The Whistleblower Rewards Program that we launched in partnership with the United States Postal Service will also have profound consequences. This antitrust tool will bring to light conduct such as price-fixing, bid-rigging, and market allocation. Under the program, individuals with inside knowledge of criminal antitrust violations who come forward with information that leads to successful enforcement actions can receive a monetary reward. In January, we announced the first award under the program: a $1 million payment. This payment was a strong signal to the market that “cash for cartels” is here to stay.

During my tenure, I never lost sight of the fact that everyone in public service is a temporary fixture. We are stewards of our offices. All we can hope is that during our tenure, we make a difference. I am honored and proud of our impact—our signal.

In 20 years, I believe the past year at the Justice Department Antitrust Division will be remembered for that signal, not the noise. The signal is the results we achieved. These results include the RealPage settlement, Google cases, and Live Nation, but I am equally proud of outcomes that many might see as trees falling in the forest.

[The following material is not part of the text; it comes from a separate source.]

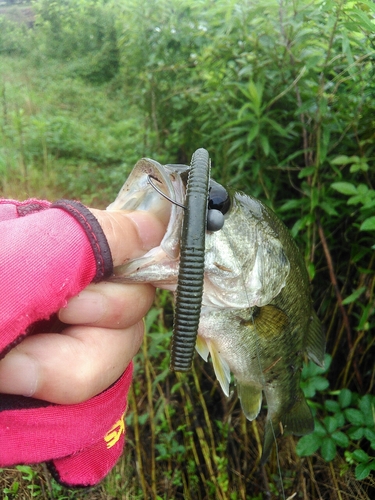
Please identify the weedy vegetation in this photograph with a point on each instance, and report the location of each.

When competition officials set a tone, it cascades. For example, earlier this year, the Supreme Court refused to hear Duke Energy Carolinas v. NTE Carolinas. By doing so, the Court upheld the U.S. Court of Appeals for the Fourth Circuit’s ruling that if a company’s conduct has anticompetitive effects, that alone might be sufficient evidence of unlawful monopolization, without needing each act to be unlawful on its own. The Supreme Court’s decision not to hear the case signified to the Antitrust Division that its hard slog of monopolization cases in recent years has affected monopolization law at the highest levels. Similarly, the United States v. Visa, United States v. Apple, and United States v. Agri Stats cases passed procedural hurdles. A decade ago, these decisions might have been scrutinized in minute detail, such was the level of monopolization enforcement at the time. But in June 2025 alone, two of these cases, Apple and Visa, handily survived motions to dismiss. The signal from these incremental monopolization decisions will be long remembered after the noise has faded.

I would be remiss without taking a moment to honor the Antitrust Division’s world class appellate team for its careful work on these and other cases. The team’s briefs were always exquisite and their brilliance beyond dispute, as was their dedication to public service. I called the Section 2 appellate and trial teams, which handle monopolization cases within the division, the Antitrust “Guardians of the Galaxy” for a reason, and I meant it. And they are not alone.

What I am most proud of during my tenure is that I never compromised on principles. I made decisions based on what I thought was best for American competition and consumers. The inevitable noise was not my concern—remember, a public servant is a temporary fixture and a steward for others. The noise is now quiet, while the signal persists.

You cannot serve as the Assistant Attorney General for the Antitrust Division of the Justice Department without caring deeply about the future of competition and American consumers. My commitment to competition policy began long before my Justice Department service and will continue long after. I intend to apply the lessons I learned and continue to play a constructive role in shaping the competition principles that make our economy innovative and vibrant—because that is what Americans need. What happens at Main Justice matters to each of us. And each of us should expect Main Justice to preserve the principle of fairness for all, not just for the well-connected.

Abigail Slater

Abigail Slater served as Assistant Attorney General, U.S. Department of Justice Antitrust Division.